Her cheeks reddened. I couldn't tell if that meant she'd grown embarrassed or angry. I certainly wasn't the first possible witness that gave her push back. Perhaps she thought the information her source provided gave her some kind of an edge or leg-up on me. Fact was, no one in local law enforcement gave me reason for pause, because my contacts always trumped them.
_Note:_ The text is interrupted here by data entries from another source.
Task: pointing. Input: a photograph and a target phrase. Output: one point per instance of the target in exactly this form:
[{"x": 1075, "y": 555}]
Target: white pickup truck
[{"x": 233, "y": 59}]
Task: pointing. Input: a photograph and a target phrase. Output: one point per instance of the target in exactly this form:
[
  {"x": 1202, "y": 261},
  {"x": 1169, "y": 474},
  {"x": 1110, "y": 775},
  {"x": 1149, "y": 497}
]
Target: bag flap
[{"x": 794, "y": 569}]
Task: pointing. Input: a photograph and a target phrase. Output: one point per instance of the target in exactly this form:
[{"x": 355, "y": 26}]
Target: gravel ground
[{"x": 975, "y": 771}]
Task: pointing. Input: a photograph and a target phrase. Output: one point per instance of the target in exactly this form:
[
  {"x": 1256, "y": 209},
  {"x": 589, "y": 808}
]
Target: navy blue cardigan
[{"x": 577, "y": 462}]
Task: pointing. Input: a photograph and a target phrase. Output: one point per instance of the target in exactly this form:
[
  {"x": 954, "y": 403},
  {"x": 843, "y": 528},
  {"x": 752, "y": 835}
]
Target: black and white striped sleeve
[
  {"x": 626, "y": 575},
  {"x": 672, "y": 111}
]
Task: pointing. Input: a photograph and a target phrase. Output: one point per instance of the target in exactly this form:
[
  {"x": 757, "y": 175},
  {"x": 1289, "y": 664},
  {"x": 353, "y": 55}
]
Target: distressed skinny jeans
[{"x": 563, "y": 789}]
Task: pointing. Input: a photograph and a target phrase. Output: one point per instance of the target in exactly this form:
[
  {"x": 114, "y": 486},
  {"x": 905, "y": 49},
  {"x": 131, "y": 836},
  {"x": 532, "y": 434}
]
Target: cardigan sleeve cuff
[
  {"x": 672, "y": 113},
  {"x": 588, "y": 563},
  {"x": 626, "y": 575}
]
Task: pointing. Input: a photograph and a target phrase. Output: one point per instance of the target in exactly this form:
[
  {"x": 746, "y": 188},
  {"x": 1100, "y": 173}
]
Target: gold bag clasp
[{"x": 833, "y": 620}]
"You want my advice, detective?"
She stared at my forehead, said nothing.
"Take your file and bury it so far in the archives that the cold case unit would need thermal underwear and arctic parkas to come close to sniffing it." I paused to allow her a chance to react. She didn't. I continued. "You don't want the attention that will go with figuring out who these men are. Take me, for example. You've learned things about me that you don't need to know. That you shouldn't know. Not because I'm afraid of you finding out, but because it puts your life in danger should someone ever try to find me. These kinds of people will scour the bowels of the city in an effort to get any shred of information about me. Your name comes up? It's not a knock at the door in the middle of the night you'll be receiving. You'll end up with a bag over your head, in the back of a trunk, driven out into the woods to be tortured until you tell them what little you think you know. Then you're dead. Is this what you want?"